Joined "ti" coded as "Ɵ" in PDF

From: Andrew Cunningham <>
Date: Sun, 20 Mar 2016 19:57:38 +1100


It is all smoke and mirrors.

For English .... you have to choose the roght font. Simple, no advanced
features .... disable advanced typographic features in application if you

Ensure the cmap table in the font is sufficiently
comprehensive ....

The issues Don raise still exist in PDF/A. You would need to make
fundamental changes to the PDF spec for it to work for any language.

For other languages, esp those in complex scripts the situation is more
dire ... esp when glyphs have been reordered.

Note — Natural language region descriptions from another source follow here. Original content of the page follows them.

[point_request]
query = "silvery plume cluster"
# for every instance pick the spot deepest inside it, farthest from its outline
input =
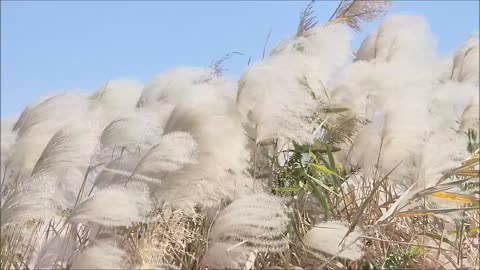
(80, 169)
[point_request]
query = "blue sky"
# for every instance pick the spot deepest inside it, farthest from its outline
(53, 46)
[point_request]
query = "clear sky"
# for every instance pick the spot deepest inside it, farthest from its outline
(58, 45)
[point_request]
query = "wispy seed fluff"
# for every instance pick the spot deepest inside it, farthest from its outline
(115, 206)
(115, 99)
(250, 224)
(281, 94)
(327, 237)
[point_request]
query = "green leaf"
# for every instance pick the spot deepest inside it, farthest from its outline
(324, 169)
(335, 110)
(320, 196)
(322, 185)
(287, 189)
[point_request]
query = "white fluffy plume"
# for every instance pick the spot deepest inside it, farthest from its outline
(327, 237)
(279, 95)
(100, 255)
(116, 206)
(255, 223)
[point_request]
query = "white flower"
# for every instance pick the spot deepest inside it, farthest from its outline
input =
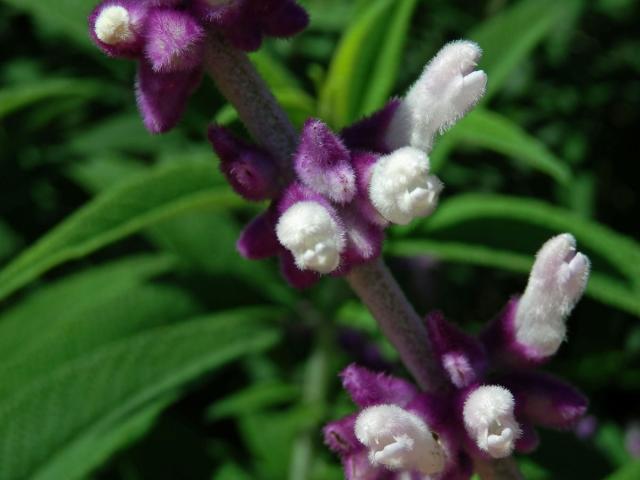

The accepted work around is ActualText. But you don't necessarily need
ActualText. Depends on font and language.

But the rub is that it is left to implementors to decide if and when the
ActualText is used. All aspects of the document ecosystem needs to be
looked at. Which tools can use ActualText instead of the visible text layer.

The PDF/UA spec is probably closer to the mark than the PDF/A spec.

But since most archives have no control over pdf production, authors' or
publishers' font selection, tools used, etc, then working with PDFs can be
fairly hit and miss. For languages written in complex scripts, its usially
a miss rather than a miss.

I rarely see ActualText in PDF files ,even in those that need it.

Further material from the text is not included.